L’évènement 2024 : « Heeramandi, les diamants de la cour »
(8 épisodes netflix 2024), du réalisateur de Bollywood le plus célèbre, SL Banshali, auteur de l’immense chef d’œuvre historique« Bajirao Mastani » (2015) et de grands films comme le superbe drame musical Devdas (2002), prouve, s'il en était besoin que le système cinématographique de Bombay ne produit pas que des mélos stéréotypés.
Voici avec la série Heeramandi un film aussi important que Bajirao, comportant et mêlant harmonieusement une intrigue puissante, des soubassements historiques solides (ici Lahore annés 40), un ancrage sociologique détaillé (ici le milieu des courtisanes, danseuses traditionnelles, chanteuses et poétesses, d'un haut statut culturel – nommées tawaïfs - de Heera Mandi, le "quartier rouge" de Lahore), un message politique fort (le soutien du mouvement d'indépendance par les musulmans et singulièrement la masse des tawaïfs, ce qui n'est jamais dit et qui est caché par le pouvoir fédéral raciste antimusulman de Modi), une intrigue tendue, dramatique et pleine de rebondissement où la férocité et la cruauté délibérée du colonisateur anglais est soulignée et la dureté des maisons closes n'est jamais minimisée, le niveau l'excellence des danses et chants illustrant et commentant chaque épisode, soulignant la perfection du travail des tawaïfs (et contrairement à ce qui a été dit leur souci artistique).
Les personnages principaux sont incarnés par des actrices inconnues ici mais très expérimentées et d'une expressivité confondante.
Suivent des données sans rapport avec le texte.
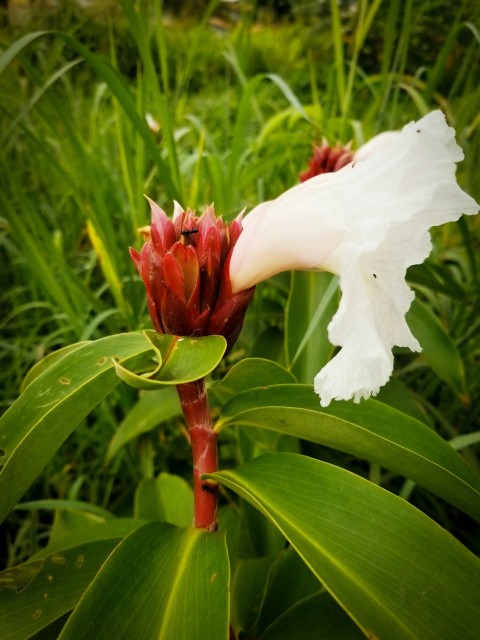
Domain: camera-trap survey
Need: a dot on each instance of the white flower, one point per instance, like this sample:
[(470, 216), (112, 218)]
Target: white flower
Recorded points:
[(367, 223)]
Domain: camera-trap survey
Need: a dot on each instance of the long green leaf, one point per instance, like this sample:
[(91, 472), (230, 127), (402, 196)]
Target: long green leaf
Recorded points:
[(160, 583), (397, 573), (317, 616), (152, 408), (35, 594), (52, 406), (370, 430)]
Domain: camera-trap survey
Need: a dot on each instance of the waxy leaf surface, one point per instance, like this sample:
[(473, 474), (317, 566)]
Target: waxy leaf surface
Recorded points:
[(395, 572), (161, 583), (370, 430)]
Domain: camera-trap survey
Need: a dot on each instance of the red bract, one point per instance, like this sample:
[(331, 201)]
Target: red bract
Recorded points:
[(326, 159), (184, 264)]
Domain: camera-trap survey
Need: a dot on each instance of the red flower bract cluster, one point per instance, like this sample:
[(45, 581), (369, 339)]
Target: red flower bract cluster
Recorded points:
[(184, 264), (326, 159)]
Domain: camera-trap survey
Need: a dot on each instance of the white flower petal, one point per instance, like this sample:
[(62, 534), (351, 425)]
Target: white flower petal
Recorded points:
[(368, 223)]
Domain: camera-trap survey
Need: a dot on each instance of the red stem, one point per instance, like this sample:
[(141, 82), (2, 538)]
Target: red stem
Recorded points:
[(194, 401)]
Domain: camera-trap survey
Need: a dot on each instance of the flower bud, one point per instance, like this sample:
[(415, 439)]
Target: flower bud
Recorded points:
[(326, 159), (184, 264)]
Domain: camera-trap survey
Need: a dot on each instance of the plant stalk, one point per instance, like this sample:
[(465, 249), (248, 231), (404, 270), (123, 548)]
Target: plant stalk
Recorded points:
[(194, 402)]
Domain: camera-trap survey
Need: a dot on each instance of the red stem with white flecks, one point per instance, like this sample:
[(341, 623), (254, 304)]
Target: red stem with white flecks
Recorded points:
[(194, 402)]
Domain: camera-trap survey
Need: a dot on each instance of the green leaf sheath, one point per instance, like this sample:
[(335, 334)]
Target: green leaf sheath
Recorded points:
[(397, 573)]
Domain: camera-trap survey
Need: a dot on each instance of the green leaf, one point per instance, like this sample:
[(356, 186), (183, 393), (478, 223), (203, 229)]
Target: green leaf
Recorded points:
[(284, 593), (312, 301), (160, 583), (370, 430), (317, 616), (168, 498), (176, 360), (153, 408), (58, 504), (396, 572), (35, 594), (250, 373), (248, 591), (437, 347), (50, 408), (46, 362)]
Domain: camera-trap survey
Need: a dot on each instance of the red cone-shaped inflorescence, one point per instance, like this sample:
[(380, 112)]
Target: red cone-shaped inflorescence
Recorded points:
[(326, 159), (184, 264)]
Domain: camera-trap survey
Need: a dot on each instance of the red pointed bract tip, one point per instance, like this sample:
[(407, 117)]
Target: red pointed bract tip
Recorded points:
[(326, 159), (184, 264)]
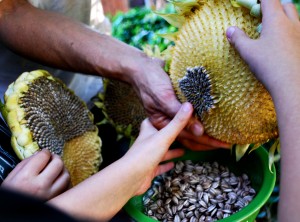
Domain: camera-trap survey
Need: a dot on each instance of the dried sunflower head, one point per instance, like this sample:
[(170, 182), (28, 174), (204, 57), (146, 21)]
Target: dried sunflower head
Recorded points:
[(43, 113)]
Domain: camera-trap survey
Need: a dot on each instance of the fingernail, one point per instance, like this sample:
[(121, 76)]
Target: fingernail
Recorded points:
[(36, 152), (196, 129), (230, 32)]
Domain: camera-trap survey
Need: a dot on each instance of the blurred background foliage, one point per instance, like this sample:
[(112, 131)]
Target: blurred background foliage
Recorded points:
[(139, 27)]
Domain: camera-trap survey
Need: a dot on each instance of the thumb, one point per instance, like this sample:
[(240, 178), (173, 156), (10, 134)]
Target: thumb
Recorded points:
[(239, 40)]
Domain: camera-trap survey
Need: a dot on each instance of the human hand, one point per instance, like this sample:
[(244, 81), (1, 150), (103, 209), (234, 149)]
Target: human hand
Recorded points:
[(159, 100), (42, 175), (151, 147), (274, 57)]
Le film est produit en langue ourdou mais distribué par netflix en anglais, on recommande de le suivre en anglais.
Heermandi a été la série la plus regardée dans le monde au premier semestre 2024, traduisant la satisfaction du public devant un projet si élaboré, montrant la structuration initiale du mouvement indépendantiste sur des bases terroristes et le raidissement répressif immédiat des forces coloniales, appuyées par l'aristocratie égoïste des nababs ("nawabs" en anglais) mais pas par la masse des courtisanes qu'ils rémunéraient pourtant et ce malgré leurs concurrence acharnée.
Préparée depuis 14 ans par Banshali et ses collaborateurs, les critiques indiens unanimes relèvent la perfection du projet et de la réalisation.
On sera fasciné des le début, même si la complexité de l'intrigue mettra quelques épisodes à se laisser totalement appréhender par le spectateur occidental.
Cette année, le chef d'œuvre du cinéma vient de Bombay.